How did I get through 2016 without serious injury?main
Our diarist Anthea Kreston is an American violinist in an international German quartet. Down the year, she has been robbed of her precious instrument, missed breakfast most days, was separated for long periods from her family and was exposed at close hand to the terror attack on a Berlin Christmas market.
As 2016 ends, Anthea counts her blessings.

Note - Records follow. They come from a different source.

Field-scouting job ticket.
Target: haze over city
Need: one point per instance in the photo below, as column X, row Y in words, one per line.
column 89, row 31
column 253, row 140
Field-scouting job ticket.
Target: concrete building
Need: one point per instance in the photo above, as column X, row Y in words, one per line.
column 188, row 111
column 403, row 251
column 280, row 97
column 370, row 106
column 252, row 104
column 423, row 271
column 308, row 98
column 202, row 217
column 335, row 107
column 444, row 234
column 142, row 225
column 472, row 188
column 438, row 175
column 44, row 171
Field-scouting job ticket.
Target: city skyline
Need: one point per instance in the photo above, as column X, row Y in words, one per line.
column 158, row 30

As our touring came to a close this December, I was exhausted on many fronts – emotional, intellectual and physical. I could see the two-week vacation on my google calendar – I could almost smell it – and I was ready. The last several weeks, in which new repertoire was being learned at the same time as old repertoire was being performed, I found myself with an ever-increasing number of small injuries. First, a split thumb on my left hand (knife), then my razor slipped and carved a deep chunk out of my right thumb (directly where I hold my bow) – I had to triple band-aid it for that night’s performance to dull the pain, and it took 2 weeks for my phone to recognise my thumb print again – then an old, seasonal injury resurfaced.
Every fall and winter, my second finger on my left hand becomes sensitive. When I was 14 years old, I fractured my finger, going in hard for a football tackle in school. It was the same day that the school competition was being held to play the solo in the spring state festival, and I knew I had it. Rondo Capriccioso. I didn’t want to tell anyone about my finger, because I knew it would take me out of the competition. All I had to do was play, simply not using my second finger. As the day wore on, my finger became larger and larger. But, because of my inherent competitiveness, I pushed through, and won the competition.

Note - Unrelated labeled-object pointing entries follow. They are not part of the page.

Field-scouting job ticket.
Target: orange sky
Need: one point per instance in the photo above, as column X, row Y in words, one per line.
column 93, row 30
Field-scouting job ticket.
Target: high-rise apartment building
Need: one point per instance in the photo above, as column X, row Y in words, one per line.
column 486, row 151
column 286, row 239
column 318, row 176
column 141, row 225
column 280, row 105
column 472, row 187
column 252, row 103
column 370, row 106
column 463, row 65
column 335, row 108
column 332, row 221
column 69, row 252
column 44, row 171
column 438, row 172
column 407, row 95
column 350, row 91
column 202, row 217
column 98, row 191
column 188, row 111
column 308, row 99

After the competition, I quickly went to the school nurse, then to the hospital, where I was put in a cast. We were lucky to live around the block from the famed doctor Alice Brandfonbrener, a pioneer in the field of Performing Arts Medicine. We called, and dropped be her home that evening, where she immediately cut off the cast and made an appointment for the following day at the Medical Program for Performing Artists at the Rehabilitation Institute of Chicago. There, I was outfitted with a removable splint – I was to begin an exercise program immediately, and worked with the physical therapists in her office numerous times over the next months. At subsequent appointments, I brought my violin, and she devised specific exercises to help me recover. Also during these intervening months, I continued my two lessons a week with Roland and Almita Vamos, but this time focusing solely on my right arm. Sevcik bowing exercises, playing my solo pieces on all open strings – measuring and planning bow distribution, bow pressure, proximity to the bridge.

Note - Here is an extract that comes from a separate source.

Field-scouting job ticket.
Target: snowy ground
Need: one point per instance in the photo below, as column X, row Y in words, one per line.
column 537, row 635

Although every year, during the cold and dry months, I must be vigilant with my old injury (it swells, becomes stiff, and can re-injure easily if I don’t watch it), I now look back at that year of injury as a magical time where my right arm became the focus of my work, and which was the beginning of my personal development of planned strengthening and injury avoidance.
When I began teaching, I soon realised that I could spot future injury in my students – and was able to guide them towards a healthy approach and even back from injury, if they came to me already in trouble. I know that every injury-free day is a gift, and that anything (chance, overuse, improper posture, genetics) can take this away from any of us at any time. My periods away from my instrument (Women’s Studies Degree, baby years) have taught me not to fear this – time away can always enhance a person’s life. But, nonetheless, I do change my fingerings from November to February every season, and my signature “Anthea Kreston 2nd finger slide into home” also disappears, and reappears in the spring. Boy do I love it when that comes back!